Wong’s entrepreneurial career began when he was still a child. “I learned to design when I was 12!” he stated. At the time, Wong was obsessed with the video game Counter-Strike. “I wanted a cool insignia for my team, so I got a copy of Photoshop and learned how to design,” he said. Other players noticed Brian’s work and began commissioning him to create art for their teams. “For a 12-year old, that money adds up. It can buy lots of Skittles!” Wong joked.
An ambitious child, Wong was not content to work for candy. He skipped four grades and graduated from the University of British Columbia at the age of 18. Wong then entered the work force. “I cold called [cheat #50] Digg, a social news site. They got me work and an H1-B work visa,” Wong recalled.
Unfortunately, Digg hit hard times and Wong was laid off mere months after securing his first job. Wong’s work visa expired, so he was forced to fly back home to Vancouver. Little did he know that this trip would play a critical role in his future.
Wong killed time during the flight by playing video games on his smart phone. He looked around and noticed that everyone else in the cabin was also furiously tapping away at their phone screens.
“That’s when the idea for Kiip hit,” Wong recalled. He knew that the marketing programs that most brands used to reward customers for their loyalty were ineffective. These programs relied on point accumulation schemes, which were tedious and drawn out. Wong realized he could boost customer loyalty by mimicking the achievement moments found in video games. These achievements, such as leveling up and reaching a high score, produce positive emotions that Wong figured he could associate with brands through a software platform.
As soon as he landed, Wong began working on the Kiip platform. He envisioned software that would provide customers with gifts whenever they engaged in certain behaviors. A food and drink brand, for example, could provide customers with free samples whenever they looked up recipes on their smart phones.
Wong then drew upon his design skills and created a crude mockup that depicted what an achievement moment would look like using the Kiip platform. He shopped his idea around and raised $300,000 from investors. “That seemed cool at age 19, but that only paid for two salespersons!” Wong joked.
Wong’s idea took flight, and today, Kiip boasts an impressive roster of high-profile clients including Kraft, The New York Times and Campari. Wong, however, is modest about his achievements. “Success is a relative term,” he explained. “I’m only in the first inning of a 30 inning game!”
Wong’s definition of success is optionality. “Success creates the option to do multiple things with the time and money available,” he explained. “With those things, you can raise more time and money.”
One of the options that Wong’s success has provided, was the opportunity to write “The Cheat Code.” “A publisher approached me and asked me to write a book,” he explained. Wong had never written a book before, but he had lots of ideas. “I felt there was a lot lacking in most business books,” he said. “Most tell you to follow your passions.
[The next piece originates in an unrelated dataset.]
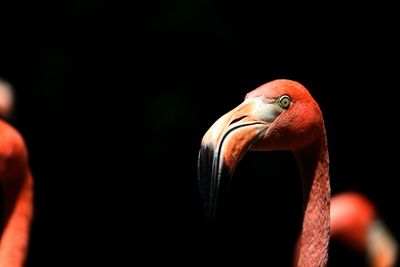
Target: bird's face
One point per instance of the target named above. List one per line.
(279, 115)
But how do you do that? That’s not actionable.”
“The Cheat Code” is filled with actionable advice taken from Wong’s life experiences. Wong believes that most people tend to do things the way others do them because that way works. “The Cheat Code” shows people how to shortcut their way to success by doing things differently from everyone else.
For example, Wong feels that most people waste their energy trying to fix their shortcomings. “What a waste!” he said. Instead, Wong advises people to focus their resources on sharpening their strengths and developing one into a superpower. “A superpower is a skill that you do better than most people,” he explained. “Ask yourself, what didn’t feel like work? What was effortless? That’s your superpower.” Wong’s superpower is his ability to excite people. “I can describe something to you and get you excited about it. It’s contagious!” he said.
Wong concluded the event by signing copies of his book. “This was a fun event. Very interesting!” said Ricky Chan, of the event’s attendees. “Brian is an exciting speaker. He has lots of good ideas. I will read his book soon.”